Ever since, my living room is like the moon: half in light, half in darkness. I was going to say covered in a fine gray dust with footprints from 1969, but why open that can of worms.

The problem replacing the lamp has been trying to find one that somewhat matches the remaining one. I don't know if you know this, but there are literally thousands of lamps to scroll through online - and it's exactly as much fun as it sounds.

I'm getting to the point where I'm ready to run out to Lowe's and just buy one. The wife doesn't want me to do it, but I told her we could look forever and the perfect one might never show up.

She said, "You're telling me."

Wednesday, August 31, 2011

It's showering money

There are shower people and there are bath people. For the most part, all of us here at the Ponderosa are shower people. That's because not only is it easy to take a shower, it's easy to take a shower for granted.

Right up until something goes wrong.

Back in June my wife opened a door to a closet in the back of the house that we don't use very often. When she did, not only was she hit with a musty, mildewy smell, she also stepped onto a soaking wet carpet that made a very unpleasant squishing sound. She yelled to me down the hall, "Do you know where this water is coming from?" I replied, "Narnia?"

Sometimes she doesn't think I'm so funny.

Now I'm no stranger to household flooding. I've had experience with it before. Which is why I was able to figure out the problem was the shower in my son's bathroom on the other side of the closet wall.

I immediately leapt into action to fix the problem by grabbing the one indispensable tool every Jew is a master at. The telephone.

I called the plumber.

It didn't take long for him to figure out it was a cracked shower pan.
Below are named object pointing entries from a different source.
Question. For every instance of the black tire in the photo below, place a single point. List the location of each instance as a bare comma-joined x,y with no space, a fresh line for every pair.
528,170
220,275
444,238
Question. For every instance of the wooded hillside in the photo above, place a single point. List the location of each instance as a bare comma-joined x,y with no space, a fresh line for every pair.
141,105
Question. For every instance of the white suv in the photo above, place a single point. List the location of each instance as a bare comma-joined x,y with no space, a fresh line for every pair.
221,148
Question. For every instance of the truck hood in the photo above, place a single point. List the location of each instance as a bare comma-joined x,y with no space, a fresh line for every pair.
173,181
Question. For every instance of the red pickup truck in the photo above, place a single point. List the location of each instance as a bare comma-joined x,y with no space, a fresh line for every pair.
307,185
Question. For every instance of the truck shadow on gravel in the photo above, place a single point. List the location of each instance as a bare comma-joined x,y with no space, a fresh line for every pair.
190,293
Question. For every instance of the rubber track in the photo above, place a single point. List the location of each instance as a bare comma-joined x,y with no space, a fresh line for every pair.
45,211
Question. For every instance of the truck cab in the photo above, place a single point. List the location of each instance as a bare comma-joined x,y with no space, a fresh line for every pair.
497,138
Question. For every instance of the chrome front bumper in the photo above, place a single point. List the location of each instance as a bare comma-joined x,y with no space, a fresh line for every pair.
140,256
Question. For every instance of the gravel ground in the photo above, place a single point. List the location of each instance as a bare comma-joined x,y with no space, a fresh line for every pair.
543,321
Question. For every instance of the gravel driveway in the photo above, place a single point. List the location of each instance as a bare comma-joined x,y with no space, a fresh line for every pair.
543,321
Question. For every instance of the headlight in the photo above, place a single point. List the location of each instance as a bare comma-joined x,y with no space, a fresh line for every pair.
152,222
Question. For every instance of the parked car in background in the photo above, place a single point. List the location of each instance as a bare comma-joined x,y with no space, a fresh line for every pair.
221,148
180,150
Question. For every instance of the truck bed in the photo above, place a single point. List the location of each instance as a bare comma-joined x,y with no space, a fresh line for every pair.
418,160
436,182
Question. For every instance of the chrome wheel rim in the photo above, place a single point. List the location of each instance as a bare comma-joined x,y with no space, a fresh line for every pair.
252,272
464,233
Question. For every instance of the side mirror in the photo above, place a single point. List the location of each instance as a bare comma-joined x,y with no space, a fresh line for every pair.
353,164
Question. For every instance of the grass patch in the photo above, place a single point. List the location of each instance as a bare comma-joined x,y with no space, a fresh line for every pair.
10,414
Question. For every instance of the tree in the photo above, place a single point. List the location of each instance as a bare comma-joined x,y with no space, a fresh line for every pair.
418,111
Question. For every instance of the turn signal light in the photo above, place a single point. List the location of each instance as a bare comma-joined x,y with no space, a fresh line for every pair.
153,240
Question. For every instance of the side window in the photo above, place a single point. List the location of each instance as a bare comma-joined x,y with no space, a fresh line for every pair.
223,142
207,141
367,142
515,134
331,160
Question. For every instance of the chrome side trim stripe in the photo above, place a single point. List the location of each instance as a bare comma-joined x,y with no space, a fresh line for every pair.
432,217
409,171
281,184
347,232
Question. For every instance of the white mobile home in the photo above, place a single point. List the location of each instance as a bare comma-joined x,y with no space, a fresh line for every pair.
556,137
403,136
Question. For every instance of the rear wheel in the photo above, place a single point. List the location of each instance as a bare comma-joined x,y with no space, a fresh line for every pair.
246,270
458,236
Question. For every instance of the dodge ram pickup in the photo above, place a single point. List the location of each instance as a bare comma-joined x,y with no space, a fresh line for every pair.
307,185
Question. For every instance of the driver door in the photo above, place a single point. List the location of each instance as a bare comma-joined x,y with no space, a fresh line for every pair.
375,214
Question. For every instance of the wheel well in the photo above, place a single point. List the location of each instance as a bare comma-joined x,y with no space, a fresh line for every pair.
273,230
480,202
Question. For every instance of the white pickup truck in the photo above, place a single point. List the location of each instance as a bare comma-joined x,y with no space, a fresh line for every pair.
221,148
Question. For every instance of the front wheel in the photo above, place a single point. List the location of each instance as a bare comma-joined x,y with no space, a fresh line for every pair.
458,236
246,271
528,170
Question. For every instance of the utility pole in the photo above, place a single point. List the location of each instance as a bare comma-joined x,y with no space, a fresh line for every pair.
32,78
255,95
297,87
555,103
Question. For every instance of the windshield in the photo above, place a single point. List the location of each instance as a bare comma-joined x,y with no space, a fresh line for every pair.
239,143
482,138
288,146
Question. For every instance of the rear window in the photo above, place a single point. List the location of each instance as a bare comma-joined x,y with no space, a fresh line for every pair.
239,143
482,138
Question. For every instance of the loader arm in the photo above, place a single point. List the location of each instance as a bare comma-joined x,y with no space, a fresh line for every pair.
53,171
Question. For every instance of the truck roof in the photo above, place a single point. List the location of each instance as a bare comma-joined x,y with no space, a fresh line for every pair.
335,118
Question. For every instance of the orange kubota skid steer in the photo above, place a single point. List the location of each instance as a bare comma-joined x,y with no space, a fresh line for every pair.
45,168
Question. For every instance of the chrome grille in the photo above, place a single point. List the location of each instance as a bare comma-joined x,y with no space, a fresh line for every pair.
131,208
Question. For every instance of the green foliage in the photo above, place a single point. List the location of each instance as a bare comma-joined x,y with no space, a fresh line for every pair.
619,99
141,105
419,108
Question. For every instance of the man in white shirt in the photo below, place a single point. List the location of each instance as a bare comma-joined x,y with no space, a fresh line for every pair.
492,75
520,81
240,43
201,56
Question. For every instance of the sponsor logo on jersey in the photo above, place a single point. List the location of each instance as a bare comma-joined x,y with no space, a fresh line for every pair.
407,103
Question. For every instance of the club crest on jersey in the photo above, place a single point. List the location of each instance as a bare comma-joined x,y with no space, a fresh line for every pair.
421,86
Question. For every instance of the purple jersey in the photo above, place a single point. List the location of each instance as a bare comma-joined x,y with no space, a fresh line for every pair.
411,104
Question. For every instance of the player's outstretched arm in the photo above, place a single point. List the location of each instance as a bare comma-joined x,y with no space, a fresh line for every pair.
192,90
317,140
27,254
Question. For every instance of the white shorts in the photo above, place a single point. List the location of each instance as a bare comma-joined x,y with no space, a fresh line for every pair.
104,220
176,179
And judging by the damage, it'd been cracked for a long while (I told you we don't use that closet often).

So the first order of business was to dry out everything back there: the walls, the items in the closet and the carpet. The good news is I found out there are people for that.
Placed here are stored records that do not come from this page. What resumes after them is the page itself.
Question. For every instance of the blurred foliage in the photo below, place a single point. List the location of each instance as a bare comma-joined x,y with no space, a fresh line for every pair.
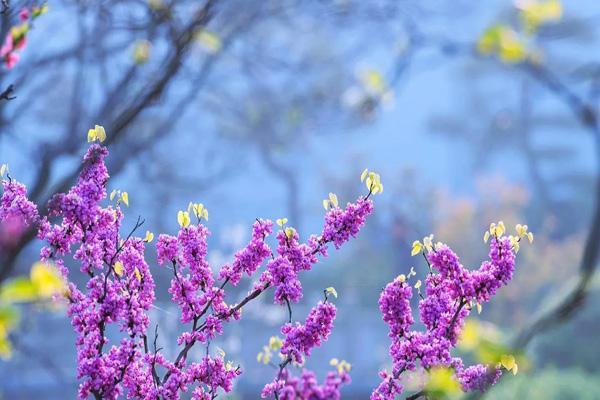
549,384
42,284
514,44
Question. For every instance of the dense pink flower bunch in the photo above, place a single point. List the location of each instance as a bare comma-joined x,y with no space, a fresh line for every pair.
306,387
17,213
115,355
450,292
119,293
16,38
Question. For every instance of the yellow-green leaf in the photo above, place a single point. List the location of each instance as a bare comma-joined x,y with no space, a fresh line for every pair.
18,290
47,280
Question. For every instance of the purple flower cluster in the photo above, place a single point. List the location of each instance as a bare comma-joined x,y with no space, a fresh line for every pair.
252,256
306,387
341,224
119,290
17,213
450,291
300,339
293,257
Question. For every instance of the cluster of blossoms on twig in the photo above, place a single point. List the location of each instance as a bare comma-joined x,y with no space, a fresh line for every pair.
120,289
451,292
16,39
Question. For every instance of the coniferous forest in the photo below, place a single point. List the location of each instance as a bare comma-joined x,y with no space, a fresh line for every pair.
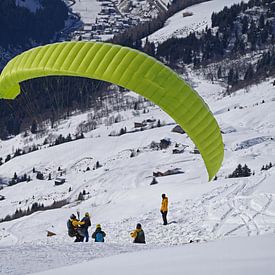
236,31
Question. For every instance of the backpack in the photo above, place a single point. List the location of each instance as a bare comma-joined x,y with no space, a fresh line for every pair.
71,231
99,237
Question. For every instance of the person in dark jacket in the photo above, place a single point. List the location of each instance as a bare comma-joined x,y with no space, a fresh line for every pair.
86,225
164,208
138,234
99,235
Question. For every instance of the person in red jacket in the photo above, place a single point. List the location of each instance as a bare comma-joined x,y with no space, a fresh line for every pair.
164,208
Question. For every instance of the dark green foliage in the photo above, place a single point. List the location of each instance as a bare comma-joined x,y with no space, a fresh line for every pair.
241,171
34,127
234,25
34,208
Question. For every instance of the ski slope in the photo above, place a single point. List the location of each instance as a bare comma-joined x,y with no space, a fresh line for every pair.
120,194
230,221
238,256
199,16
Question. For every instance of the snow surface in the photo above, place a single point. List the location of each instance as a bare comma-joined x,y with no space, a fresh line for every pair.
236,256
180,26
217,214
87,9
32,5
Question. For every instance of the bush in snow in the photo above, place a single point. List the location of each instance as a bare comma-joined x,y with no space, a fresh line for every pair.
241,171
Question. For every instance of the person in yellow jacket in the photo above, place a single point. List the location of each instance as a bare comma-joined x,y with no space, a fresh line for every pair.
164,208
138,234
74,228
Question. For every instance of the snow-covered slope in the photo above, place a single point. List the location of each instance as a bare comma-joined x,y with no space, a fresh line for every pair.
194,18
238,256
120,194
32,5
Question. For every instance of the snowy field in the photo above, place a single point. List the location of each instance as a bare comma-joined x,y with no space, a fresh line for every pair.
87,9
230,221
120,191
237,256
180,26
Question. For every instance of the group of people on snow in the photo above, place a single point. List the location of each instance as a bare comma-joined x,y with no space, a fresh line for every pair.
79,228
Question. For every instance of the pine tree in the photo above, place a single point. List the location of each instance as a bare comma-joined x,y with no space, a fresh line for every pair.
34,127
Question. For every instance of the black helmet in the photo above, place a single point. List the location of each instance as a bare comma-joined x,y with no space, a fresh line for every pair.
73,216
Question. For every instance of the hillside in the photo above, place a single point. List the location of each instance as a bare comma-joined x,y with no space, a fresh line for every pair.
110,152
201,211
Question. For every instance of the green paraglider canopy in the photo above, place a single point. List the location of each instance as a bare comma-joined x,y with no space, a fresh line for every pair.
130,69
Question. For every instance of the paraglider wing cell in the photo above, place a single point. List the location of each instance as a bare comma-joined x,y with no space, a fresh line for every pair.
130,69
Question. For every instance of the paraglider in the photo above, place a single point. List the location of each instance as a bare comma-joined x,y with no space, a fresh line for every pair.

The Servpro team stormed our house like the beaches at Normandy, and came in with four giant fans that sounded like a 747 taking off, plus three giant dehumidifiers. We had to close off the back part of the house for four days while all of them ran 24/7.

That is until the circuits blew.

Our house was built in 1949, and the wiring has always been a little sketchy. If we run the washer, dryer and dishwasher at the same time the circuit blows. Sure, we could rewire the place so the electrical load is more evenly distributed. But where's the fun in that?

Besides, resetting the circuits is one thing I actually know how to do.

The next thing was to call my insurance company and have a very long, unrewarding conversation with my agent. Here's the funny part: if this had been a sudden accident - like a pipe bursting and flooding the place - we would've been covered. But since this was a cracked shower pan, they wouldn't cover the repair, although they would cover the water damage.

So I was happy about that, at least until I found out how much our deductible is.

Seems in my attempt to be a shrewd negotiator, and let State Farm know exactly who they were dealing with, I tried to save a few bucks on my homeowner's policy. Somewhere along the line I said okay to a $5,000 deductible. Which is not a bad thing if you have $50,000 in damage. We weren't even close.

Also turns out there are two ways to replace a shower pan. The cheap way, and the right way, which as you'd expect costs considerably more.

Guess which one we went for?
Of course when you're involved in any kind of big home project, one thing inevitably leads to another. Since we're also replacing the tile floor, we had to take out the vanity - the cabinet and sink - to get to the tile underneath. If there was a cheap and wrong way to do it, that's how the former owners of this house did it. The vanity is no exception. When the contractor went to remove it, it literally crumbled.

So last night the family and I had a romantic evening at Lowe's plumbing and bathroom section, picking out a new vanity. And moving ever closer to our deductible.

Anyway, enough about this. Suffice it to say at the end of it all, my son will have an awesome, newly tiled bathroom with an updated vanity. And he'll be able to enjoy his newly subway tiled, leak-proof shower.

The same shower it turns out I'm going to take a bath on.